The plasmids expressing His-tagged EcbAgaN, GbbAgaS, EabAgaM and their variants were transformed into E.coli BL21(DE3). Single colonies were cultured in 10 mL LB containing the corresponding antibiotic to OD600 of 0.6 at 37 °C. Then, gene expression was induced with 0.5 mM IPTG at 37 °C for 3 h. The cells were collected by centrifugation and then resuspended in 200 µL of lysis buffer. The cell solution was subjected to sonication in a cold bath (amp 20%, 2 s ON/2 s OFF, 2 min duration).
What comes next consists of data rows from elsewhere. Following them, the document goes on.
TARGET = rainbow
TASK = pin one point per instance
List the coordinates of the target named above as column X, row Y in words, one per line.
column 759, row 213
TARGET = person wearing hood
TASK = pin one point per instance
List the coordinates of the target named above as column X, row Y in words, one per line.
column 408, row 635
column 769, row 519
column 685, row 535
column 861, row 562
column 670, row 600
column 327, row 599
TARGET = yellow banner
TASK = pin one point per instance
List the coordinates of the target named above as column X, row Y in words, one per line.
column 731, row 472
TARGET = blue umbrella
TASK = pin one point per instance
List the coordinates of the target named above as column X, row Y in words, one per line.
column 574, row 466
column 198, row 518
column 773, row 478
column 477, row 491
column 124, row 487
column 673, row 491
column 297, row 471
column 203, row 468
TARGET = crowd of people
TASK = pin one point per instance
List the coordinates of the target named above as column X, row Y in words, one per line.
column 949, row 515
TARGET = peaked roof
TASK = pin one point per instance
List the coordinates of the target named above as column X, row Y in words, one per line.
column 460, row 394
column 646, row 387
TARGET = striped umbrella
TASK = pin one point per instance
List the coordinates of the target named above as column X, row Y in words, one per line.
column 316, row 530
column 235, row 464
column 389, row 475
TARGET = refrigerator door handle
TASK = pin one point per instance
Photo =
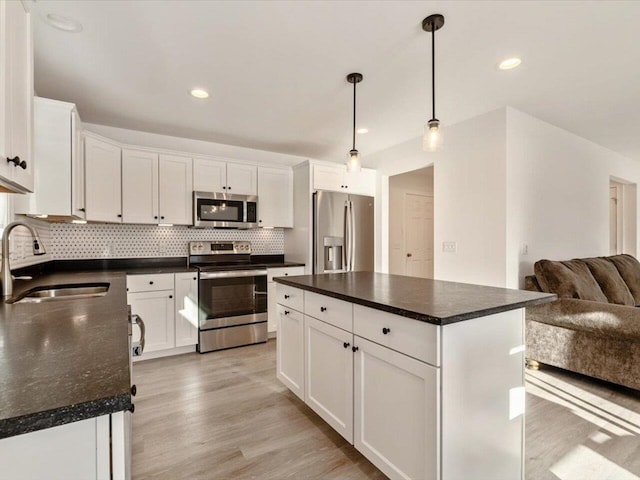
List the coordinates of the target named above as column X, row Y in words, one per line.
column 346, row 254
column 352, row 237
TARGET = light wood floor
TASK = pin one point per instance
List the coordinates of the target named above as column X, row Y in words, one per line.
column 224, row 415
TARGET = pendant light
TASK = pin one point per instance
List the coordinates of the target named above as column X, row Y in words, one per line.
column 432, row 139
column 353, row 163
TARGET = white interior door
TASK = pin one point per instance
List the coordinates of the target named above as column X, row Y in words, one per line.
column 418, row 235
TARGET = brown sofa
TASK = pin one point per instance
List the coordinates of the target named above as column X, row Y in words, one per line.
column 594, row 326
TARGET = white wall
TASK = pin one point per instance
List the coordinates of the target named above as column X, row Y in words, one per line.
column 470, row 201
column 418, row 182
column 558, row 195
column 228, row 152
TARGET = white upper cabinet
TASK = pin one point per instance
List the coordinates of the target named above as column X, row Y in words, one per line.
column 275, row 197
column 242, row 179
column 336, row 178
column 209, row 175
column 139, row 186
column 103, row 181
column 222, row 177
column 175, row 187
column 57, row 154
column 16, row 92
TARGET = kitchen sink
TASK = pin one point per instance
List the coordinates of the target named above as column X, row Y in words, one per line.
column 48, row 293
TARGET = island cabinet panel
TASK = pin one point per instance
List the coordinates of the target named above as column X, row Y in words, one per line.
column 328, row 309
column 329, row 374
column 290, row 349
column 290, row 297
column 417, row 339
column 483, row 397
column 396, row 408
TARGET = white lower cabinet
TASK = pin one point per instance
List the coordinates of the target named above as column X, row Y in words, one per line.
column 396, row 411
column 95, row 448
column 329, row 374
column 290, row 349
column 168, row 306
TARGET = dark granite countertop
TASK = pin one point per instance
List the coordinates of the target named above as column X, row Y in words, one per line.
column 433, row 301
column 63, row 360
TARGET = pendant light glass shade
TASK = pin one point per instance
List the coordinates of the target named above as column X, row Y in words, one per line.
column 432, row 139
column 353, row 162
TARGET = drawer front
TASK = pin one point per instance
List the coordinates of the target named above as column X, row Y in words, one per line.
column 283, row 272
column 414, row 338
column 290, row 297
column 149, row 283
column 328, row 309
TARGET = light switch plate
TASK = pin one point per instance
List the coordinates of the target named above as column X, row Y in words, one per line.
column 449, row 247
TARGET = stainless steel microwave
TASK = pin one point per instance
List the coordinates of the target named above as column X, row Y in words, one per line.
column 223, row 210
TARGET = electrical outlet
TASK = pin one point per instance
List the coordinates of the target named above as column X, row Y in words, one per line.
column 449, row 247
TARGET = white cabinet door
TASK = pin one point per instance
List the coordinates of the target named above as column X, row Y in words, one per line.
column 103, row 181
column 186, row 288
column 272, row 307
column 157, row 312
column 275, row 197
column 396, row 412
column 329, row 374
column 16, row 87
column 329, row 178
column 175, row 190
column 209, row 175
column 290, row 350
column 242, row 179
column 139, row 187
After centrifugation at 13,000×g for 5 min, 5 µL of the supernatant from each sample was mixed with 5X SDS-loading dye and boiled at 95 °C for 10 min. The proteins were separated by 12% SDS-PAGE and transferred onto a PVDF membrane (Bio-Rad, Hercules, CA, USA). The membrane was blocked in TBST buffer (50 mM Tris-HCl, 100 mM NaCl, 0.05% Tween 40, pH 8.0) containing 5% skimmed milk, and then incubated with anti-His antibody (catalog number: ABT2051, Abbkine, Wuhan, China) at a 1:5000 dilution in TBST containing 5% skimmed milk. Upon completion of three consecutive washing steps, the membrane was incubated with the secondary antibody (Goat Anti-Rabbit IgG, catalog number: A21020, 1:5000 dilution) (Abbkine). After removing unspecific binding, the signal was detected with the Clarity Western ECL Substrate (Bio-Rad, Hercules, CA, USA) and Monad QuickChemi 5200 chemiluminescence imaging system (Monad Biotech, Shanghai, China).

Pull-down assay (co-purification)

The plasmids expressing His-tagged Ago, or the HA-tagged associated protein or both of them were transformed in E.coli BL21(DE3). Gene expression was induced with 0.5 mM IPTG at 37 °C for 3 h. Cell extract was prepared and the His-tagged proteins were purified with NAC as described previously21. Then, the cell extracts and the eluates of NAC were analyzed by SDS-PAGE and western blot. Western blot was performed as described in the “Western blot analysis” section, except that anti-His antibody was replaced with primary rabbit anti-HA antibody (catalog number: ABT2041, Abbkine, Wuhan, China).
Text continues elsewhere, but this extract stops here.